Le masque est emblématique de la vie politique française en 2020. Depuis plus d’un semestre, il hante les esprits, les discours et les consciences. Au plus fort de la crise du covid, en avril-mai, quand l’épidémie a atteint sa quintessence entraînant plus de 30 000 morts en France, les plus hautes autorités politiques, scientifiques et médiatiques n’avaient qu’un seul mot d’ordre, martelé sur les ondes, jusqu’à l’obsession: promis, juré, le masque dans la vie courante, ne servait strictement à rien.
Au prix de la plus sidérante volte face, d’une formidable contorsion intellectuelle ces mêmes hautes autorités tiennent, depuis mai, le discours exactement inverse. Le masque est désormais présenté comme la solution miracle, magique, pour éviter une reprise de l’épidémie. Cette arme secrète est tellement efficace qu’il est fortement question de la rendre obligatoire, non seulement dans les lieux confinés, mais aussi dans la rue et tel est déjà le cas dans quelques quartiers parisiens.
Un minimum de cohérence et d’honnêteté ne ferait pas de mal. Ce revirement signifie-t-il que les plus hautes autorités se sont lourdement trompées en mars-avril 2020? Mal conseillées par les médecins?
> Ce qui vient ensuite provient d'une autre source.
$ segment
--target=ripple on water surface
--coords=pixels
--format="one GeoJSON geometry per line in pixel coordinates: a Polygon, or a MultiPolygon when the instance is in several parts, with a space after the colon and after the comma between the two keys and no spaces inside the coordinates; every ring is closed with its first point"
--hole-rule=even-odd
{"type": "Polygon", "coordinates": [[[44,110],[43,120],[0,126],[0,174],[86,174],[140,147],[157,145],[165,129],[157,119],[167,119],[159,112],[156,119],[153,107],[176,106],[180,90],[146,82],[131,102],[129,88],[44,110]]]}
Peut-être, mais cela ne change rien à leur responsabilité: tout aussi responsables pour avoir choisi de mauvais conseillers et écouté de mauvais conseils. Dès lors, par simple déduction logique, si le masque qu’elles ont tant dénigré offrait une authentique protection, n’auraient-elles pas une responsabilité au moins partielle dans les 30 000 morts? Désigner deux boucs émissaires à la vindicte populaire, en l’occurrence l’ex Premier ministres et l’ex porte-parole du gouvernement, tous deux sèchement limogés, règle-t-il la question de la responsabilité intrinsèque des plus hautes autorités du pays, toutes celles qui ont été impliquées de près ou de loin dans le désastre sanitaire?
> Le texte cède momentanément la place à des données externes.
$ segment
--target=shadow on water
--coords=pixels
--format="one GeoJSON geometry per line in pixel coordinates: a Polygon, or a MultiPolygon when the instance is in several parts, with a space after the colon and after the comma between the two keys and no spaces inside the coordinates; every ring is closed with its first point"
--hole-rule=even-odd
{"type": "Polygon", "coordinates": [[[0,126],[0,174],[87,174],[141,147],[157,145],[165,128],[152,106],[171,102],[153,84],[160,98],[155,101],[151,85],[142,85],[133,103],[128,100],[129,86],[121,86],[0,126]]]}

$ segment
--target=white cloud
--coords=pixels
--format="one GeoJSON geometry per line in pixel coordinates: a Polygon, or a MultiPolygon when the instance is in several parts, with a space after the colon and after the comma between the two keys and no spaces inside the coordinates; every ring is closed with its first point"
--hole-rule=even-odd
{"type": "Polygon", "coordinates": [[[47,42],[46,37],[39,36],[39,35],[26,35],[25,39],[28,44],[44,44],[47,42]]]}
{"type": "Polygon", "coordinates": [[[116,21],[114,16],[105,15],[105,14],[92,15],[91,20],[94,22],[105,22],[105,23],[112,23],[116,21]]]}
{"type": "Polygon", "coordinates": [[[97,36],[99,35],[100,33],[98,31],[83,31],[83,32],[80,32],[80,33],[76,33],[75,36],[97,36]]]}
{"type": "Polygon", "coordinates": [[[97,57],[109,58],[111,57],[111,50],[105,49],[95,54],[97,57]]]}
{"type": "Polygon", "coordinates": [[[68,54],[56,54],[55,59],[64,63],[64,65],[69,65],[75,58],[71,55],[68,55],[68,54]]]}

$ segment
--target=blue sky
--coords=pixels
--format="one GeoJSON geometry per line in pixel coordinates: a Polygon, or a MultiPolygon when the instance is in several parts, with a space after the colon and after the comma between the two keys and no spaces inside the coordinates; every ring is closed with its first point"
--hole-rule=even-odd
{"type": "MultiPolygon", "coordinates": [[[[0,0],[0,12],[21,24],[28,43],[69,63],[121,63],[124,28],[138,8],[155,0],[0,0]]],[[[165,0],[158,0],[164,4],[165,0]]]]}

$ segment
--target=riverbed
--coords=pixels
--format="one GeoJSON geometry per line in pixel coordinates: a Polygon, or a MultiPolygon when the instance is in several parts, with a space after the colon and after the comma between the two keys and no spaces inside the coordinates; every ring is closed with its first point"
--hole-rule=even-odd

Aujourd’hui, les « anti-masques » sont montrés du doigt. Mais qui a propagé le discours anti-masque, avant de se raviser sur le tard, une fois passé le pic mortel de l’épidémie? Qui a répandu l’idée que le masque était inutile?
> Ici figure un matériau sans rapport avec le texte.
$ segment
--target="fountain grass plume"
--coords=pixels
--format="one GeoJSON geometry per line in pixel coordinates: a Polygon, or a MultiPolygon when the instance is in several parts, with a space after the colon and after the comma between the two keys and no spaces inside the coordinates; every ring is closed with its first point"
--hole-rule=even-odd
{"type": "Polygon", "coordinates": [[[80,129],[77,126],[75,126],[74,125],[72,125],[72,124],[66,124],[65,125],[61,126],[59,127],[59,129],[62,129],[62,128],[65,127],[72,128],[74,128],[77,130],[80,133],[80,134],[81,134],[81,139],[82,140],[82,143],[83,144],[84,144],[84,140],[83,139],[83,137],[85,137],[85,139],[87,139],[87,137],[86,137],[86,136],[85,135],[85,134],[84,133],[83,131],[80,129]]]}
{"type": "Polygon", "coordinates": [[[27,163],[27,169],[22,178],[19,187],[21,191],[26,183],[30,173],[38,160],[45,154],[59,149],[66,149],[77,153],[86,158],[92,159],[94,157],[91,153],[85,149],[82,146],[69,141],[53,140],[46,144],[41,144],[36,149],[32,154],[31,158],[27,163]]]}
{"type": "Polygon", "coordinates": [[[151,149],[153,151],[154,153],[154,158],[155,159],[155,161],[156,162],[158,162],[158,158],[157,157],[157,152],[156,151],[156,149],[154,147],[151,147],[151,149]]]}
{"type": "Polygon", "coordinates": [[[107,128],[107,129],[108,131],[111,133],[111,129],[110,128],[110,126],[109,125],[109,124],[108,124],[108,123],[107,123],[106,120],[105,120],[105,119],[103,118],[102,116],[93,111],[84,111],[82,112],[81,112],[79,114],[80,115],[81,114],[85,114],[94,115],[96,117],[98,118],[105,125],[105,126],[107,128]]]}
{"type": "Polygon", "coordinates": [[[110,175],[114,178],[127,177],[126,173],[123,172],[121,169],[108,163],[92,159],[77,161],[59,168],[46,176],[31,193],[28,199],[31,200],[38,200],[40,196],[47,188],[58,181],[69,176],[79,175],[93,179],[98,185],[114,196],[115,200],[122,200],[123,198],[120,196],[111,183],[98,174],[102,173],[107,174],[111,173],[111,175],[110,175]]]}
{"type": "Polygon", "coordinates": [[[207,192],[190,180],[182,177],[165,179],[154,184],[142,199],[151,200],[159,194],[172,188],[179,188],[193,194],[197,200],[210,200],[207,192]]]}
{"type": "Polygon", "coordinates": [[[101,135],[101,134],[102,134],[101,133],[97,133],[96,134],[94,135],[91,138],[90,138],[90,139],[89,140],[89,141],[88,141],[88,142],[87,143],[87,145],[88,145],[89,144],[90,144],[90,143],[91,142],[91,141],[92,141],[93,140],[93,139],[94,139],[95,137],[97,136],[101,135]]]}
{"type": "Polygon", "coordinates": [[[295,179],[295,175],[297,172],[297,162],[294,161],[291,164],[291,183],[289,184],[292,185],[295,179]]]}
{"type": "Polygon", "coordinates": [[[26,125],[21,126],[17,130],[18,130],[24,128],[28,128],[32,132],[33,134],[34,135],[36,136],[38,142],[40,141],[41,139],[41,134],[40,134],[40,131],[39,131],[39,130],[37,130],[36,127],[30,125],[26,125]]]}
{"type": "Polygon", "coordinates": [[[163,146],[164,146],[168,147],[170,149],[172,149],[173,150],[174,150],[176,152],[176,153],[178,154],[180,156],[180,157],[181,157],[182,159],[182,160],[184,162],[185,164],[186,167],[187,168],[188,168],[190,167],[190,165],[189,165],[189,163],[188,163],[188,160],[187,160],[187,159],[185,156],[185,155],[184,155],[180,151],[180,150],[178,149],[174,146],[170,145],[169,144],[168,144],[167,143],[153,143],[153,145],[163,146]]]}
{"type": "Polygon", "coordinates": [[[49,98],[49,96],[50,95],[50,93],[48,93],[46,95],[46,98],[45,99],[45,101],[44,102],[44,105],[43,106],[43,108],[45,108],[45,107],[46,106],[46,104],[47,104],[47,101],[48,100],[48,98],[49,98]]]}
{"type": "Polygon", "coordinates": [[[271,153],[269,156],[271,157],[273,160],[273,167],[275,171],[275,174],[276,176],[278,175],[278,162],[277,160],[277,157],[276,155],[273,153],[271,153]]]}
Le revirement du pouvoir sur le sujet soulève d’autres questions. Ne serions-nous pas en train de basculer d’une approche dogmatique à une autre approche dogmatique? D’une imposture à une autre imposture? A quoi-sert-il d’imposer le masque, si longtemps dénigré, comme un objet miraculeux qui en toute circonstance, y compris à l’extérieur, offrirait une arme magique contre la reprise de l’épidémie? Pourquoi faire? Gesticuler et faire semblant d’agir en maniant le bâton? Le masque comme bâillon populaire? Il faudrait au moins qu’un jour, les détenteurs de l’autorité dans ce pays cessent de prendre les Français pour des imbéciles et plutôt que de leur asséner des ordres et des contre-ordres, des « injonctions paradoxales » en langage technocratique, leur fournissent quelques explications auxquelles ils ont droit.